Я ответил, что вопрос этот представляется мне довольно сложным. Ведь при передаче строительных организаций Наркомстрою промышленные наркоматы, очевидно, постараются наиболее ценные и опытные кадры монтажников оставить у себя. Поэтому было бы неразумным решать организационный вопрос Наркомата по строительству дважды: сначала по общестроительным организациям, а потом — по специальным и монтажным работам. Вот почему целесообразно с самого начала возложить на Наркомстрой не только общестроительные, но и монтажные и специализированные работы.
Мои соображения были одобрены. Прощаясь со мной, Сталин сказал:
— Не пройдет и двух лет, товарищ Гинзбург, как все утрясется. Правительство и ЦК окажут Вам необходимую помощь в укомплектовании наркомата кадрами монтажников. Желаем успехов.
16 июня 1939 г. Указом Президиума Верховного Совета СССР я был назначен народным комиссариатом по строительству.
Вопрос: Как Вы встретили Великую Отечественную войну и с чего как нарком по строительству начали свою деятельность по перестройке Наркомстроя СССР на военный лад?
Ответ: Уже сравнительно задолго до фашистского нападения мы чувствовали приближение войны, чувствовали, что для нас наступают тяжелые годы. Наша партия, руководство, в целом государство принимали соответствующие меры, чтобы встретить агрессора достойно, во всеоружии.
Кое–где у нас сейчас бытуют такие мысли, что мол, большевики, наше руководство не готовились к войне, пустили все на самотек и именно поэтому Гитлер, совершив вероломное нападение, так быстро углубился в пределы СССР, дошел до Москвы, а потом до Волги и Кавказа.
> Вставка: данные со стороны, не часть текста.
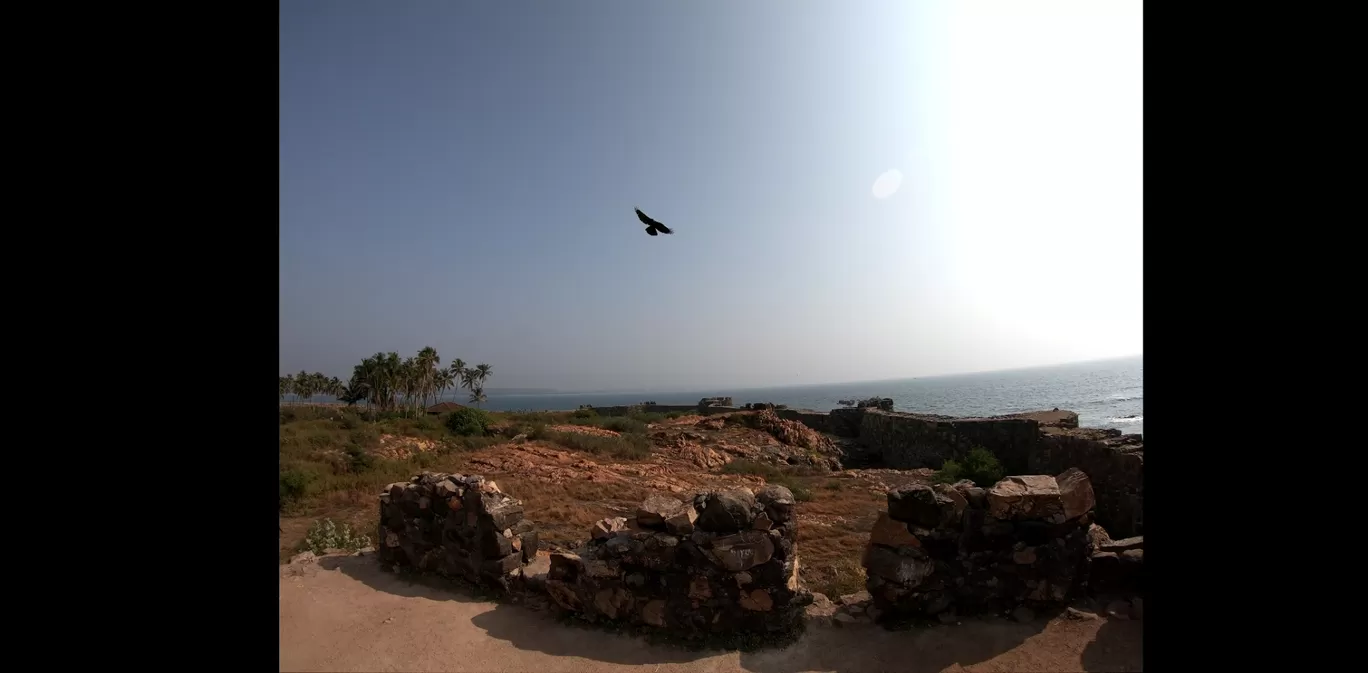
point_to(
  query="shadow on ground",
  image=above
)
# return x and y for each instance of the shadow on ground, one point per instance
(1118, 647)
(848, 649)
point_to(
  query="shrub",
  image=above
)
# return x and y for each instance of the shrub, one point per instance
(980, 467)
(467, 443)
(624, 424)
(359, 461)
(294, 486)
(842, 577)
(468, 421)
(625, 446)
(324, 535)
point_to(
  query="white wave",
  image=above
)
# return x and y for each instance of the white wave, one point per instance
(1122, 397)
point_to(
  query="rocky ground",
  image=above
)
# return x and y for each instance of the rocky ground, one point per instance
(565, 491)
(344, 613)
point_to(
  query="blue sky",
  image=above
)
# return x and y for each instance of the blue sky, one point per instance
(463, 175)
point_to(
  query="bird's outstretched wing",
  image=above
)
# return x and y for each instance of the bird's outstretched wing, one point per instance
(646, 219)
(651, 226)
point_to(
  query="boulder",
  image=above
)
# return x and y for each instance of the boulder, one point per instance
(1075, 493)
(777, 502)
(922, 505)
(892, 534)
(681, 521)
(736, 553)
(757, 601)
(893, 566)
(653, 613)
(605, 528)
(655, 510)
(727, 512)
(1125, 545)
(1032, 497)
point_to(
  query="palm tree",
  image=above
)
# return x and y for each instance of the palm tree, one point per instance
(303, 386)
(427, 363)
(458, 371)
(445, 379)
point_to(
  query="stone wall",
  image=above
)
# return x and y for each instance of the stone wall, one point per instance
(720, 562)
(922, 441)
(962, 550)
(1115, 463)
(456, 525)
(816, 420)
(846, 421)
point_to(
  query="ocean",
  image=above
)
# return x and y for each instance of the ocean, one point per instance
(1104, 393)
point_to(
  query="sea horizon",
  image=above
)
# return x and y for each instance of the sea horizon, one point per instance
(1103, 393)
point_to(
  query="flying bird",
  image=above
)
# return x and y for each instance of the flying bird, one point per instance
(651, 226)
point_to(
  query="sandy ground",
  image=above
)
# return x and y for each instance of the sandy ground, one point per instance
(344, 613)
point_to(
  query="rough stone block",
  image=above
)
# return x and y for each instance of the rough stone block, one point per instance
(605, 528)
(892, 534)
(1075, 493)
(736, 553)
(1032, 497)
(921, 505)
(727, 512)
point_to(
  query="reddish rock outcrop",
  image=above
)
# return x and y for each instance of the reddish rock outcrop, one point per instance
(958, 550)
(456, 525)
(718, 562)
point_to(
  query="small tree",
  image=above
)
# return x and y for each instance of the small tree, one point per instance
(467, 421)
(980, 467)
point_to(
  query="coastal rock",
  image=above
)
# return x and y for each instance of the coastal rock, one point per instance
(924, 506)
(736, 553)
(605, 528)
(655, 510)
(1032, 497)
(891, 565)
(1075, 493)
(892, 534)
(727, 512)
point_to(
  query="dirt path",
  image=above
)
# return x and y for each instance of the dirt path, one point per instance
(344, 613)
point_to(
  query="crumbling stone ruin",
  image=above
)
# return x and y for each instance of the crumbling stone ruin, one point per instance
(962, 549)
(720, 562)
(456, 525)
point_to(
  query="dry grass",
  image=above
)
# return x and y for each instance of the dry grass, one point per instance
(565, 512)
(335, 456)
(833, 531)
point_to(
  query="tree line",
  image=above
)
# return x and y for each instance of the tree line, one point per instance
(389, 383)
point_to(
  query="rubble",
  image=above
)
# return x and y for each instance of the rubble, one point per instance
(456, 525)
(1021, 546)
(696, 566)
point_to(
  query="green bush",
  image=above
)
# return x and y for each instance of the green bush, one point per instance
(772, 475)
(294, 486)
(625, 446)
(468, 421)
(624, 424)
(359, 460)
(980, 467)
(324, 535)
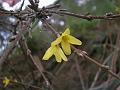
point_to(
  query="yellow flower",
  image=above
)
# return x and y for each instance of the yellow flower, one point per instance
(6, 81)
(66, 39)
(57, 51)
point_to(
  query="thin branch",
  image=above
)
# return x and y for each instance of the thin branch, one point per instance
(84, 55)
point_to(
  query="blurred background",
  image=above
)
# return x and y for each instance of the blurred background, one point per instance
(101, 40)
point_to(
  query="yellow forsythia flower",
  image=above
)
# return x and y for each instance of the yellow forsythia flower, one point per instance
(57, 51)
(66, 39)
(6, 81)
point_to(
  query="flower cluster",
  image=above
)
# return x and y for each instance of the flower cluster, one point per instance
(65, 40)
(6, 81)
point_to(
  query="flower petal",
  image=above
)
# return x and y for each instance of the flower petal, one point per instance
(67, 31)
(58, 57)
(66, 47)
(60, 52)
(74, 40)
(49, 53)
(57, 41)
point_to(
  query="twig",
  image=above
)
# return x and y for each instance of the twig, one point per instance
(80, 74)
(87, 17)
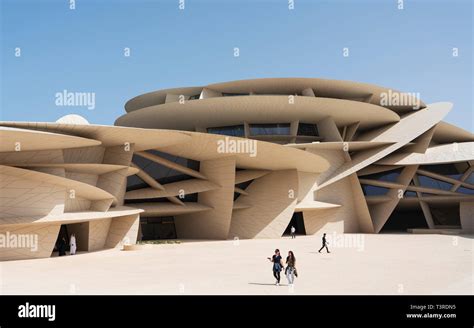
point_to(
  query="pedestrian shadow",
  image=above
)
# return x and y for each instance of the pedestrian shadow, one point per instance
(319, 253)
(265, 284)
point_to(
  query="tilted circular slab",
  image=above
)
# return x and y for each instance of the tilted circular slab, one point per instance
(268, 156)
(108, 135)
(81, 189)
(12, 138)
(450, 153)
(283, 86)
(225, 111)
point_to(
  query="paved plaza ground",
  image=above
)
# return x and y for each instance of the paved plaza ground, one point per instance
(359, 264)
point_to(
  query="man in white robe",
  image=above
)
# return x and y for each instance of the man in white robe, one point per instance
(72, 245)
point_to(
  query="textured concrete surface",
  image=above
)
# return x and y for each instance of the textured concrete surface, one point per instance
(378, 264)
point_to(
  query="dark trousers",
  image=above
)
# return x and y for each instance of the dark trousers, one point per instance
(276, 274)
(324, 245)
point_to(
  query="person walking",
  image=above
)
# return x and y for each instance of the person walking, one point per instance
(325, 244)
(277, 265)
(293, 232)
(62, 246)
(72, 245)
(290, 270)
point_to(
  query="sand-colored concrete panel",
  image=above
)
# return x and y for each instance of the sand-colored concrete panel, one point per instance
(226, 111)
(98, 231)
(272, 199)
(259, 155)
(69, 218)
(467, 216)
(123, 230)
(171, 164)
(110, 136)
(402, 132)
(449, 153)
(328, 130)
(26, 157)
(15, 139)
(164, 209)
(185, 187)
(38, 241)
(215, 223)
(247, 175)
(381, 212)
(20, 196)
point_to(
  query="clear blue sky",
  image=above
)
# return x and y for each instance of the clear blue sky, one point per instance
(82, 49)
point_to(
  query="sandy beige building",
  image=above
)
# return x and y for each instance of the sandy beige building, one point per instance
(242, 159)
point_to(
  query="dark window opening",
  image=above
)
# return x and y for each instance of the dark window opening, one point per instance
(402, 219)
(451, 169)
(227, 94)
(464, 190)
(434, 183)
(157, 228)
(242, 186)
(194, 97)
(233, 130)
(270, 129)
(409, 193)
(470, 179)
(374, 191)
(388, 176)
(160, 172)
(296, 221)
(308, 129)
(447, 215)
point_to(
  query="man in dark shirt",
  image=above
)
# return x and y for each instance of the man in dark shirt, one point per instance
(325, 244)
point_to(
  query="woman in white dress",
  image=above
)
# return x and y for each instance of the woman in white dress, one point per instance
(72, 245)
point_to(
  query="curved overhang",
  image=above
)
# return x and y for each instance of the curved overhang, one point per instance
(72, 217)
(320, 88)
(81, 189)
(409, 128)
(253, 154)
(447, 133)
(107, 136)
(225, 111)
(448, 153)
(17, 139)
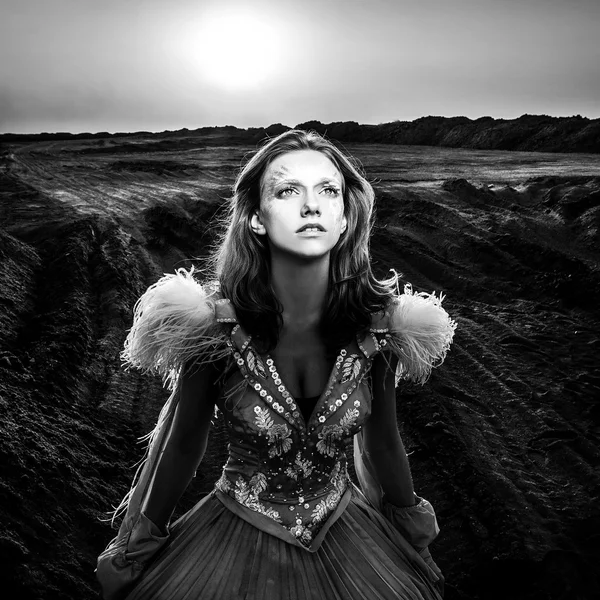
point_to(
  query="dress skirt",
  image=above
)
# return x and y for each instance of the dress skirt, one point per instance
(213, 554)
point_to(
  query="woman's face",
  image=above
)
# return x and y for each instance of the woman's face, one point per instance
(301, 205)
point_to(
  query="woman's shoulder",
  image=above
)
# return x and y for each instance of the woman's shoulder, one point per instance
(417, 329)
(178, 319)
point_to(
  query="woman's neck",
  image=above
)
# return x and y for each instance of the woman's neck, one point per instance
(301, 288)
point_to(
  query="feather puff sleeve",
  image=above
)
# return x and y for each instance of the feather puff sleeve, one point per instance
(174, 322)
(420, 333)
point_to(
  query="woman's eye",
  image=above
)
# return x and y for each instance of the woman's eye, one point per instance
(285, 192)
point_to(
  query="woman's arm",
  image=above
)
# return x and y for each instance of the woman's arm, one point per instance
(382, 441)
(185, 448)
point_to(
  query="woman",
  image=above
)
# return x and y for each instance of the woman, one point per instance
(300, 347)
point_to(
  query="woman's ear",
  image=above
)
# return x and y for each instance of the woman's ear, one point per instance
(256, 224)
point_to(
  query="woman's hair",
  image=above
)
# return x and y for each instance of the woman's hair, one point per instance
(242, 259)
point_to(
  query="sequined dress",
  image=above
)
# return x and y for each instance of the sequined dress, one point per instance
(284, 520)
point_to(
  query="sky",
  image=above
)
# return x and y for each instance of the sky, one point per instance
(131, 65)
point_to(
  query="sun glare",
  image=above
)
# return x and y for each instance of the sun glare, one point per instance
(235, 49)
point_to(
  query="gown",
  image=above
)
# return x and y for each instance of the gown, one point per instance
(284, 521)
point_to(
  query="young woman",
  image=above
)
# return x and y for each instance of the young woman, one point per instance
(300, 347)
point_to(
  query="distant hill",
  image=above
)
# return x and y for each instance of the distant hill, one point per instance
(538, 133)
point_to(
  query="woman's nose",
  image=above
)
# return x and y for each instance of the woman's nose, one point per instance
(311, 205)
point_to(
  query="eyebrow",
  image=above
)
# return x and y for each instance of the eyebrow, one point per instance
(325, 180)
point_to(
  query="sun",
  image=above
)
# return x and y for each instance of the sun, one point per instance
(236, 49)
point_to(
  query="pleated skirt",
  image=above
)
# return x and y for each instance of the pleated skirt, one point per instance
(213, 554)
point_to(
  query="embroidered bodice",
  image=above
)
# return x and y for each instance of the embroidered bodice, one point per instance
(286, 476)
(290, 471)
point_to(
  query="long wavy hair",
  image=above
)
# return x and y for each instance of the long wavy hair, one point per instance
(241, 261)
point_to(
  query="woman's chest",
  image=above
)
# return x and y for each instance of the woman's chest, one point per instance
(303, 364)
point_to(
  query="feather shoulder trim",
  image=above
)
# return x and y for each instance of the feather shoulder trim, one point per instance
(420, 333)
(174, 322)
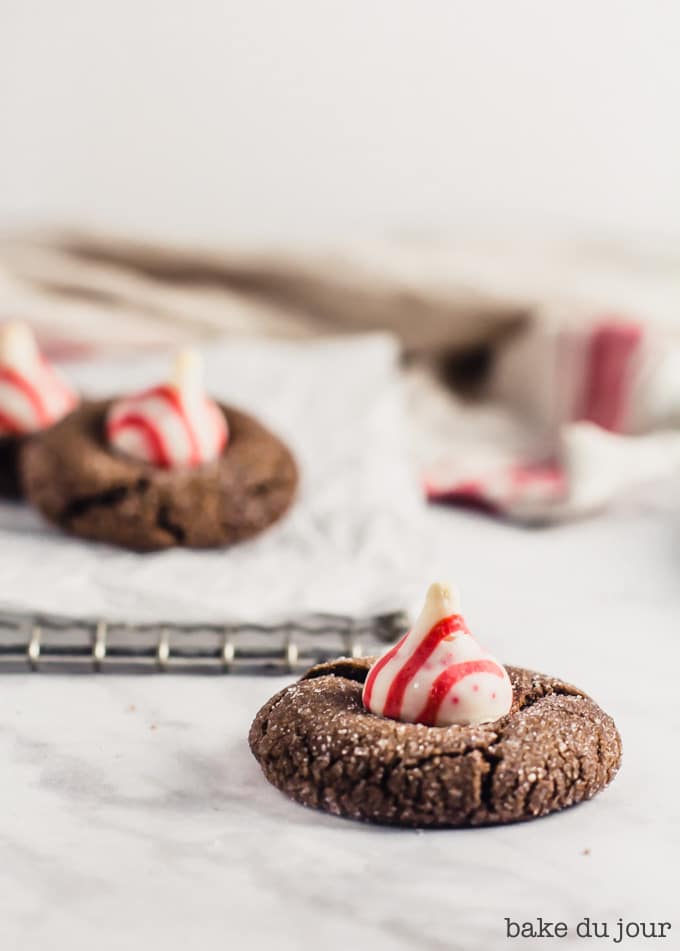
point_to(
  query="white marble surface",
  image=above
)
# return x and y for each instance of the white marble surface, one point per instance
(133, 815)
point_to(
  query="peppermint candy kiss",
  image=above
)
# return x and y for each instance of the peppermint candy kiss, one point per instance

Считаю такое утверждение совершенно неправильным.
То, что делалось в период наших пятилеток, то, что мы почти на пустом месте создавали свою крупную современную индустрию, оборонную промышленность, перечеркнуть или забыть просто невозможно.
Вместе с тем мы обязаны были не забывать о бдительности, о повышении мобилизационной готовности страны, о всемерном укреплении боевой мощи Красной Армии. Ведь в течение только первых двух пятилеток наш народ построил одних только крупных предприятий не менее шести тысяч! Это и авиационные заводы, и машиностроительные и станкостроительные, и тракторные, и шарикоподшипниковые, и автомобильные, и танковые, и по производству боеприпасов, и многие другие. Поэтому все сводить только к нашим неудачам, ошибкам, упущениям совершенно неправильно. Это однобокое, искаженное представление.
После моего назначения народным комиссаром по строительству СССР я постоянно и много размышлял, как организовать этот новый наркомат. Прежде всего думал о людях, о кадрах строителей, которых знал довольно хорошо. Необходимо было обеспечить их правильный подбор и расстановку. Это первое.